Ph Hernigou (Creteil, France)
The benefits after TKA are theoretically comparable between octogenarians and younger patients. However, the life expectancy of an 85-year-old patient is approximately 6 years, and 2 to 3 months are necessary for recovery and rehabilitation after TKA. With a life expectancy of 6 years, this negatively impacts 1/12th of their remaining life to recovery for two knees if performed sequentially. Therefore, many elderly patients who planned to undergo staged-bilateral TKA elect to forego the second arthroplasty.
Methods: We conducted a study on 40 patients who had surgery after they were 85 years old (mean: 89 years; range 85 to 92) and who planned to undergo staged-bilateral TKA and elected to forego the second arthroplasty. With the hypothesis that subchondral bone marrow injection might improve knees in elderly patients, bone marrow concentrate injection was performed from 2000 to 2011 in the second knee. Osteoarthritic knee received after concentration, a graft containing an average of 3950 CTP/mL (counted as CFU-F, range 1240 to 6540). Subsequent admissions for revision surgery were identified. At the most recent follow up (end of 2016) 14 of 40 patients had died after a mean follow up of 6 years (range 3 to 10 years) and none of these patients had another surgery on both knees. The follow up for the 26 living patients in 2016 was an average of 9 years (range 5 to 16 years) with the older patient at 101 years old (still autonomous and walking). Thus, the status of the knee was known for all patients either at the time of death or at final follow up. At the most recent followup (average of 8 years FU, range 5 to 16 years), clinical outcome of the patient (Knee Society score), radiological and imaging (with MRI for the knee with subchondral bone marrow injection) outcomes were obtained.

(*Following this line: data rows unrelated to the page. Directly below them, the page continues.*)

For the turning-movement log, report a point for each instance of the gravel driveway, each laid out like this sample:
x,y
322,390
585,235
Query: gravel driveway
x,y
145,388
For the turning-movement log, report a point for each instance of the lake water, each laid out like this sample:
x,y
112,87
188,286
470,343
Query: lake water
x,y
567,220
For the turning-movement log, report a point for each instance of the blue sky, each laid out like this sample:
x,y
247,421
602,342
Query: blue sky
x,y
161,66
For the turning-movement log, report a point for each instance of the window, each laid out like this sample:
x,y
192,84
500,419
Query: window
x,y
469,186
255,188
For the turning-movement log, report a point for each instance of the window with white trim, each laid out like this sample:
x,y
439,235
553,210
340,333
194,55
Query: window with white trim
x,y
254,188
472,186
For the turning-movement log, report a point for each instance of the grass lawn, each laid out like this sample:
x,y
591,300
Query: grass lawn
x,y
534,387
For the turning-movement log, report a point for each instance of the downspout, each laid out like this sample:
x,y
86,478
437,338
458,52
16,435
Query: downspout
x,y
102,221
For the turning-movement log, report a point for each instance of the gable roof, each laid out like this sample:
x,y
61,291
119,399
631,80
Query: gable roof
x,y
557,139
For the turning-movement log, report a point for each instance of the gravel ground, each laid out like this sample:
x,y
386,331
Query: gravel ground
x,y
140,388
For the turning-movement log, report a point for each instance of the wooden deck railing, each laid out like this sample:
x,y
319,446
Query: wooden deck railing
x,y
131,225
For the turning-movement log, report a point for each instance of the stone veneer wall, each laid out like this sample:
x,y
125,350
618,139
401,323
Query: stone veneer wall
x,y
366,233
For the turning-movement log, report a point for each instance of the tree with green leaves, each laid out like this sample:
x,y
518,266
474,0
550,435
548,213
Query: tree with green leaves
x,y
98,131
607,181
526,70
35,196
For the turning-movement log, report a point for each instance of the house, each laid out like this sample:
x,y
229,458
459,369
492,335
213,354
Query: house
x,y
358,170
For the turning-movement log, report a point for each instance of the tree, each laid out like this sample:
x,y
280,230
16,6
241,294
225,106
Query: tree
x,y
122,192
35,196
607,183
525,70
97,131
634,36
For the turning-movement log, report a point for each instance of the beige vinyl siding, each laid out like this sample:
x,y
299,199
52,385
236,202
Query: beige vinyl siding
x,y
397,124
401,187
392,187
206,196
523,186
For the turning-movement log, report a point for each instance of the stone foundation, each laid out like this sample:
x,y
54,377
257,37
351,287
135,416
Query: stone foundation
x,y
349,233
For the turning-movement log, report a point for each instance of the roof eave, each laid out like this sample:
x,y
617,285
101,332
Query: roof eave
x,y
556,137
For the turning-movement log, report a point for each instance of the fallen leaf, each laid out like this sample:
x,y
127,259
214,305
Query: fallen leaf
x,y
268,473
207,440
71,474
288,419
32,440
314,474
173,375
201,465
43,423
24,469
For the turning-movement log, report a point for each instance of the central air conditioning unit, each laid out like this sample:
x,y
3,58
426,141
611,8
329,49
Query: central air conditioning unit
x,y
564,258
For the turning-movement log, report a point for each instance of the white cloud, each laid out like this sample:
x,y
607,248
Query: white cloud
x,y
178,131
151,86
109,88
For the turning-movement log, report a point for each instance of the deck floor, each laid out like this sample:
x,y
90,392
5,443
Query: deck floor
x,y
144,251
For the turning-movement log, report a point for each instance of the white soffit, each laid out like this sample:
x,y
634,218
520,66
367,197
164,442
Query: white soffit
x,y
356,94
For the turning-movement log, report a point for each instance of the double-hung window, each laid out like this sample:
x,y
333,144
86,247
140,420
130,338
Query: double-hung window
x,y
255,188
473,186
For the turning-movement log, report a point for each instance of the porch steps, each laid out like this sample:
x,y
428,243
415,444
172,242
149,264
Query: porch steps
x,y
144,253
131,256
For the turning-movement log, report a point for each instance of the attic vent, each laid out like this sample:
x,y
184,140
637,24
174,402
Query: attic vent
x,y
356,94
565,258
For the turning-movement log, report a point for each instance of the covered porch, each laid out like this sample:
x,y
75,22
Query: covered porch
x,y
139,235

Results: The duration of anesthesia and the time in the operating room were on average 1.5 times (range 1.2 to 1.9) longer for patients having TKA compared with cell therapy. The length of hospital stay with TKA averaged 8 days in the hospital versus 1 day for cell therapy. The length of anticoagulation was lower for cell therapy procedures (1 week) than for TKA procedures (4 weeks). The period for use of crutches averaged 3 days (range none to 7 days) for cell therapy, and three weeks (range 2 to 6 weeks) for two crutches with TKA. With regards to the post-operative period (6 months), the number of adverse events were higher (p = 0.04) in the TKA group. The TKA group had a higher rate of blood transfusion (30% versus 0%), and a higher number of thrombophlebitis (15% versus 0%).Three (among 40) TKA knees needed subsequent surgery versus only 1 with cell therapy. The Knee Score had improved and remained similar in both groups (respectively 80.3 points ± 11 versus 78.3± 23). Among the 40 patients, 28 preferred the knee with cell therapy and 12 the knee with TKA (P < 0.05). In the group of knees treated with BMC injection, the percentage cartilage volume measured with MRI increased in the medial compartment (that received BMC) compared to baseline (2.3± 2.1% at 2 years and 3.8± 2.5 at 5 years); during the same period a percentage cartilage volume loss (-2.1 ± 2.9% at 2 years and -3.5 ± 3.8% at 5 years) was observed in the lateral (considered as not involved at the baseline) compartment.
Conclusions: In conclusion, this study showed that subchondral bone marrow concentrate was an effective procedure for knee osteoarthritis in patients aged 85 years or more, with a lower complication rate and a quicker recovery as compared with TKA during the remaining lifetime of this elderly population.